Over the last three weeks, I've had a good time rounding-up the various girl-meets-guy scenerios posed on HeTexted.com, the website where women go to groupsource interpretations of men's text messages. In case you've missed our other posts on the subject, HeTexted is the dating advice way of saying "To the cloud!" Rather than simply screencapping the best of the best for you guys to yuck it up in the comments, this week I'm offering a little Y chromosome insight.
- Just So You Know Guys, Women Are Now Groupsourcing Interpretations of Your Texts on HeTexted.com
- 20 Examples of How Crazy Things Have Gotten on HeTexted.com In a Matter of Days
- 16 More Examples of Just How Crazy Things Have Gotten at HeTexted.com
- Checking In on HeTexted.com: Yep, Still Pretty Crazy
Let's get started...
My Take: How can you possible be "sttuuuuuuuckkk" in this scenerio? College is like the easiest thing ever. Find out what party he's at Thursday - Saturday and rise, wash, repeat. You'll know everything you need to know about pursuing the next time you see him.

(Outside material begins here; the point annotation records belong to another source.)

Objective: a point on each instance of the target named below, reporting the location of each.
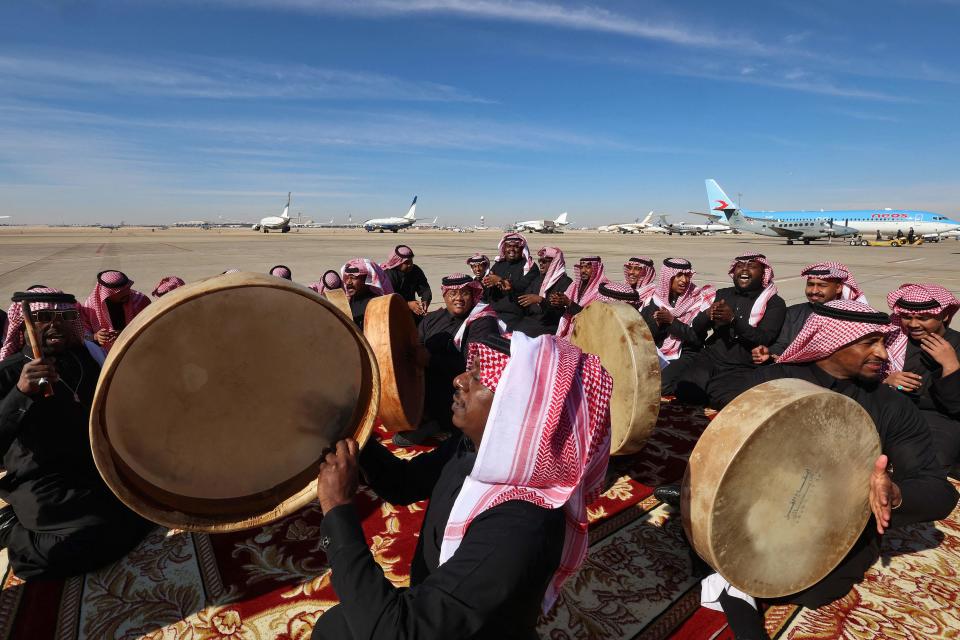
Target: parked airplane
(543, 226)
(637, 226)
(394, 224)
(279, 223)
(803, 230)
(865, 222)
(694, 229)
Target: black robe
(708, 377)
(69, 521)
(905, 439)
(491, 588)
(544, 318)
(680, 330)
(411, 284)
(938, 398)
(447, 361)
(796, 317)
(358, 306)
(505, 302)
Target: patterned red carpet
(272, 583)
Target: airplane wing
(793, 234)
(712, 217)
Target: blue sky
(164, 110)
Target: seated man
(925, 361)
(511, 276)
(166, 285)
(282, 271)
(542, 317)
(408, 280)
(506, 524)
(638, 274)
(62, 520)
(363, 280)
(841, 348)
(110, 307)
(446, 334)
(675, 302)
(825, 282)
(579, 295)
(744, 316)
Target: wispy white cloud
(78, 72)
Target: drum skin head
(388, 326)
(776, 490)
(216, 404)
(617, 334)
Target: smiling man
(841, 348)
(742, 317)
(61, 518)
(925, 361)
(506, 524)
(824, 282)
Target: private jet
(543, 226)
(394, 224)
(279, 223)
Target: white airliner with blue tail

My Take: You are an oblivious fool if you think he just wanted to see your feet.
My Take: Perfectly valid excuse. Women talk all the time about how they want a guy who's ambitious and successful, so occasional last minute snares like this come with the territory. You want a guy who makes a respectable living and can shower you with Hermes handbags during the holidays? Well, unless he's blue blood with a trust fund, he's going to have to be in a relationship with someone else too: The person who writes his paychecks. And, yes, sometimes it involves taking him to dinner. Chill, he'll reschedule.
My Take: Let's just pump the brakes with this "Or just a friend" b.s. He said it back, so we'll give him the benefit of the doubt that he still has feelings for you. Bro bro was with you for four freakin' years. Then again, he's also in a different time zone and experiencing a brief, fleeting distance-makes-the-heart-grow-stronger moment as a stranger in a strange land. I wouldn't take it too seriously.
My Take: Psshhh. Bringing over hot chocolate? Talking about not wearing clothes? Going for "drives."? Subtly is not your thing. His excuse of "work" is pretty much skywriting for "Look, I'm down for the easy, no-strings attached hook-ups, but hell no I don't want a relationship right now." Try to be a little more discreet, girl.
My Take: Hmmmm, me thinks someone isn't telling the whole story here. Yes, I'm looking at you, HeTexted uploader. I'm going to paint a picture of what I think happened: You hung out with the FRIENDS of the guy you were on-again, off-again seeing instead of with the actual guy. You only have your self to blame for him being pissed at you. Clearly it's a classic case of actions showing mixed messages.